Saving Face was released in the US in November, 2011, and the Oscars will be awarded on February 26, 2012.
Born in 1978 in Karachi, Sharmeen is the first Pakistani to win an Emmy award. She won it for her documentary Pakistan: Children of the Taliban in 2010. She graduated from Smith College in the United States with a bachelor of arts in economics and government and then went to complete two master's degrees from Stanford University in International Policy Studies and Mass Communications.
Obaid-Chinoy began her career with New York Times Television in 2002 with the production of Terror's Children, a film about Afghan refugee children, which won her the Overseas Press Club Award, the American Women and Radio and Television Award, and the South Asian Journalist Association Award. Since then, she has produced and reported on more than twelve films around the world.
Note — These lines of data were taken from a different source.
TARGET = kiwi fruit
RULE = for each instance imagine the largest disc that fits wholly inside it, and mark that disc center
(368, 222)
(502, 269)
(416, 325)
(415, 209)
Her films have been shown on Channel 4, CNN, PBS, and Al-Jazeera English.
Sharmeen has a very ambitious social and educational reform agenda for her country. In addition to her career as a filmmaker, Sharmeen is a TED fellow and a social entrepreneur. She is actively working to bring about an "education revolution" in Pakistan's Sindh province. "There needs to be an overhaul," Obaid-Chinoy recently told Fast Company. "Textbooks are outdated and I've been working with the government on how to encourage critical thinking and move away from rote memorization....It's tough, because the mindset is not there. The teachers are essentially products of the same system. We have to break the culture, which takes a long time."
Sindh's teachers are now spending significant time in professional training with education experts to try and reform the teaching of English, math, and social studies. "We're really making this a movement for education for social change," Obaid-Chinoy told Fast Company.
What Sharmeen Obaid-Chinoy and her fellow social entrepreneurs are doing in Pakistan's unhealthy culture of complaints is truly inspirational. Let's hope others will follow in her footsteps to light candles and not just curse darkness.